Ritterschlag
Nr. 1 der Welt-Jahresbestenliste, Nr. 14 im All-Time-Ranking!
Speerwurf-Europameisterin Victoria Hudson gab sich sichtlich Mühe, um ihrer Mutter Elisabeth am Telefon die Wertigkeit der neuen Welt-Jahresbestleistung bzw. des neuen ÖLV-Rekords von 67,76 m zu erklären. "In der Mitte einer WM-Saison die Welt-Jahresbestenliste anzuführen, das schaffen nicht viele, das ist schon ein Ritterschlag." Ein Blick auf die ewige Bestenliste - seit der Weltverband Aufzeichnungen über Rekordweiten führt - sagt mehr als tausend Worte. Mit dem Wurf von Samstagabend in Marburg klettert die 29-Jährige auf Platz 14. Und in der Welt-Jahresbestenliste ist die SVS-Schwechat-Athletin jetzt die Nummer eins von insgesamt 1.912 geführten Athletinnen.
Wie schätzt du jetzt mit etwas Abstand - nach einer Nacht - deinen Rekord-Wurf ein?
Victoria Hudson: "Der kommt ganz weit vorne, schließlich kam er komplett ohne Windunterstützung zustande - noch dazu gegen starke Konkurrenz. Ich bin nach wie vor überrascht, dass ich so eine Weite jetzt schon drauf habe. Eigentlich gab es keine Anzeichen im Training, dass ich schon so weit bin. Schließlich hatte ich ja die Rückenprobleme, war danach auch noch krank. Aber das ist vielleicht auch das Geheimnis: Ich konnte relativ unbeschwert antreten, habe mich nicht groß unter Druck gesetzt. In St. Pölten, vor 10 Tagen, hatte ich das erste Mal das Gefühl, dass ich auch schon Weiten über 62 m werfen kann. Mit diesem Gefühl bin ich nach Marburg gefahren. Mit einer Weite um die 62 m wäre ich richtig zufrieden gewesen. Aber 67,76 m! - das ist ein Wahnsinn. Nr. 14 der All-Time-List, Nr. 1 im laufenden Jahr bei knapp 2.000 Athletinnen weltweit. Zahlen, die ich nicht für möglich gehalten habe."

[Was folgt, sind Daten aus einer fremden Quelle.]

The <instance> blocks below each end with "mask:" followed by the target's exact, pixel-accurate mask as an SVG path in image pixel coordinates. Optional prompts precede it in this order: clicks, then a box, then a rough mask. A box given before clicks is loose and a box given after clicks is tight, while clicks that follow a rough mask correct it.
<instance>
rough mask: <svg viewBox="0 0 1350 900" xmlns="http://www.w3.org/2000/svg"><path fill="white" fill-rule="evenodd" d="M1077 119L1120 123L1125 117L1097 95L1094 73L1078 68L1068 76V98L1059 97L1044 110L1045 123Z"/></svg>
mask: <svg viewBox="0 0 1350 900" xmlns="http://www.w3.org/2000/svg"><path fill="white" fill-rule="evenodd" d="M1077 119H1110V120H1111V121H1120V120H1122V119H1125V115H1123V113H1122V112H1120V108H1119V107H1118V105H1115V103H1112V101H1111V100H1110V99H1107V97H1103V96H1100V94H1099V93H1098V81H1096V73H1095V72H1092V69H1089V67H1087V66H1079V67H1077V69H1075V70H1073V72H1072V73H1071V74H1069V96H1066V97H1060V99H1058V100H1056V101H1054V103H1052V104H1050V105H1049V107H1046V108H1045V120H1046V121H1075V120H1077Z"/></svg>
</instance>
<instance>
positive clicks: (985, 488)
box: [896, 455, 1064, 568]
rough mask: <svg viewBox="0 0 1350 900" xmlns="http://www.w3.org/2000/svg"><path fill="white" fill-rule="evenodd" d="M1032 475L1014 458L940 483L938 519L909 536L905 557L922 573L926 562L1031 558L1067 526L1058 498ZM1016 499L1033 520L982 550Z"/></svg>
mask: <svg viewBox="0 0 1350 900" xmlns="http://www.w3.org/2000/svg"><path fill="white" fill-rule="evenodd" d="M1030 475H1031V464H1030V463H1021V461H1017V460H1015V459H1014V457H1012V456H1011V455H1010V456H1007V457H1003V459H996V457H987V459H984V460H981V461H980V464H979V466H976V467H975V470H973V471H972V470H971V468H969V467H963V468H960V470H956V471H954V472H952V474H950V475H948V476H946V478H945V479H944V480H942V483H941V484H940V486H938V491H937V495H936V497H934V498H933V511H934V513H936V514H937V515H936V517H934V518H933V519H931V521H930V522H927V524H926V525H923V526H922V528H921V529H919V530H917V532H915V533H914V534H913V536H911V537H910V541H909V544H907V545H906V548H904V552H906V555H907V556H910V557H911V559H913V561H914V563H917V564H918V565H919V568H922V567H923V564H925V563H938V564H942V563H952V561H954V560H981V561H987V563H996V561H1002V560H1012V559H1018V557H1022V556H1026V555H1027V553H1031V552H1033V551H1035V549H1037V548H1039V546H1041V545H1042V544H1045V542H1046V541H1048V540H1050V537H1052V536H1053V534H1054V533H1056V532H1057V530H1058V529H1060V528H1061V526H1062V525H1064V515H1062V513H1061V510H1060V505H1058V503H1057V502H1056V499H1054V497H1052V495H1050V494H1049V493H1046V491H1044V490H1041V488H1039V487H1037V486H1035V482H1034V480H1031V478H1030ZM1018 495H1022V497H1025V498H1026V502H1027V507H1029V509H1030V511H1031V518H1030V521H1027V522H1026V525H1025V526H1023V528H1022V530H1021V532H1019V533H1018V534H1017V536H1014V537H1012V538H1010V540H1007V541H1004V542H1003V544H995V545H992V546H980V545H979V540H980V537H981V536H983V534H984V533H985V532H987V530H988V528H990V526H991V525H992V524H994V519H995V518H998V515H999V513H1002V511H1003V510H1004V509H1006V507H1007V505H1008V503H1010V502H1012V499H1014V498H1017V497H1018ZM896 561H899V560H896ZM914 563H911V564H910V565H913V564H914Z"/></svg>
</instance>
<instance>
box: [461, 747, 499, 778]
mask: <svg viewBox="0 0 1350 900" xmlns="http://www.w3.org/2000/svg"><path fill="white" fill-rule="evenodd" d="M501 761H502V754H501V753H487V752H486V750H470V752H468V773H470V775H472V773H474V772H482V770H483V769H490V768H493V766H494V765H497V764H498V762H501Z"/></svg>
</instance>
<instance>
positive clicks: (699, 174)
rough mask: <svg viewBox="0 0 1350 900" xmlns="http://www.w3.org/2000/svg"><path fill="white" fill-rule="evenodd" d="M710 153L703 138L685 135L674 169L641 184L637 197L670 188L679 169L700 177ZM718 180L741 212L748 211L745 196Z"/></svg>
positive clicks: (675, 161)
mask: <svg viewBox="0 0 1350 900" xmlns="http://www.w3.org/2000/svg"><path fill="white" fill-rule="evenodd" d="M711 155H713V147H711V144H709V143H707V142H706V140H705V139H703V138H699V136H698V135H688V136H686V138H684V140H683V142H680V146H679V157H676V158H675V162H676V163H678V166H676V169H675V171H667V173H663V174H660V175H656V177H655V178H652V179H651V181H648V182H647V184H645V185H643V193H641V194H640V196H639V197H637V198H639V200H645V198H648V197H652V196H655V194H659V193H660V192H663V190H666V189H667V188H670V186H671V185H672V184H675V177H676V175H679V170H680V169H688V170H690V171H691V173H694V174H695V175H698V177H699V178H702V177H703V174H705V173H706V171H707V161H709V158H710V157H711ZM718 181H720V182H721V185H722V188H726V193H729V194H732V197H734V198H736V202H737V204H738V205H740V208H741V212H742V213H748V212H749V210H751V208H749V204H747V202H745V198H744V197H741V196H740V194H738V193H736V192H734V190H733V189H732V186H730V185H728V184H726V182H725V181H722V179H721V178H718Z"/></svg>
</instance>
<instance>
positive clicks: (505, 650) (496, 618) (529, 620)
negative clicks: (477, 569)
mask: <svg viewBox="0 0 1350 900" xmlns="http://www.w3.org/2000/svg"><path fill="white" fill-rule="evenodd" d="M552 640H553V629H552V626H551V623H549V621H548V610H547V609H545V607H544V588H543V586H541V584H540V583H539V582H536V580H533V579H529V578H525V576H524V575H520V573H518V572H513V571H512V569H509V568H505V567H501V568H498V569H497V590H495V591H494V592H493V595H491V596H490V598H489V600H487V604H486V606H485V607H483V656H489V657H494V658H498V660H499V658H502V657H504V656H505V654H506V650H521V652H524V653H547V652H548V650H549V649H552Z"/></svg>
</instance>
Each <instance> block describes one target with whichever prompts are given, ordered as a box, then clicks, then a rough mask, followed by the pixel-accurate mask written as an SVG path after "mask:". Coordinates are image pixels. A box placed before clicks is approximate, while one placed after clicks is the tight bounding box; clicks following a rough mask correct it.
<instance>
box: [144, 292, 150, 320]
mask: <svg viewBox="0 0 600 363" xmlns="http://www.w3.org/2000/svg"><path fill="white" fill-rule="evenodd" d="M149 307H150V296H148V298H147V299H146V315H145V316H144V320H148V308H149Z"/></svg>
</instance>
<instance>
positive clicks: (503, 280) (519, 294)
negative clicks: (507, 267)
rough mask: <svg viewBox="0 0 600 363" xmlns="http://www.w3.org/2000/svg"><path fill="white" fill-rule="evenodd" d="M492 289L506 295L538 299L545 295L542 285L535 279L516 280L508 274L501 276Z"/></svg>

Wie waren diese Sekunden vor und nach dem Abwurf im zweiten Versuch? Mit welcher Einstellung bist du angelaufen?
Hudson: "Ich habe seit heuer ein pinkes Notizbuch. Und ich schreibe mir manchmal Gedanken zwischen den Versuchen auf. Die Flugkurve war im 1. Versuch zu flach. Du musst deine Beine mehr einsetzen, viel mehr. Das war das simple Ziel. Diesen Satz hab' ich mir aufgeschrieben: Achte auf Beinarbeit. Und das hat dann richtig gut geklappt. Meine ersten Gedanken nach dem Abwurf waren: Super, der ist sicher über 60 m - damit bin ich zufrieden. Dann hat der Stadionsprecher zu jubeln begonnen..."
Was bedeutet dieser Rekord, diese Welt-Jahresweltbestleistung für den weiteren Saisonverlauf - wird's da Anpassungen geben?
Hudson: "Das besprechen wir in Ruhe. Gregor Högler muss ja Sonntagnachmittag noch Luki (Lukas Weißhaidinger, Diskus-Vize-Europameister) betreuen. Aber klar ist: Wir werden jetzt die nächsten Wochen in aller Ruhe trainieren. Ich habe es schon gestern gesagt: Ich habe ein tolles Team rund um Gregor und Leistungssport Austria in der Südstadt. Sie sind ruhig geblieben, trotz meiner Anfangsprobleme. Und wir werden auch jetzt ruhig bleiben. Wir haben noch 12 Wochen bis zur WM in Tokio. Natürlich zeigt mir der Rekordwurf, dass mich im Training gar nicht so toll fühlen muss, um richtig weit werfen zu können. Und ich brauche auch keine Windunterstützung. Das ist schon ein gutes Gefühl. Ich habe in den letzten Jahren gelernt, nicht schon im Training meine ganze Kraft zu verpulvern. D.h. meine Trainingsweiten sind nur mit Vorbehalt zu betrachten. Das zahlt sich jetzt aus."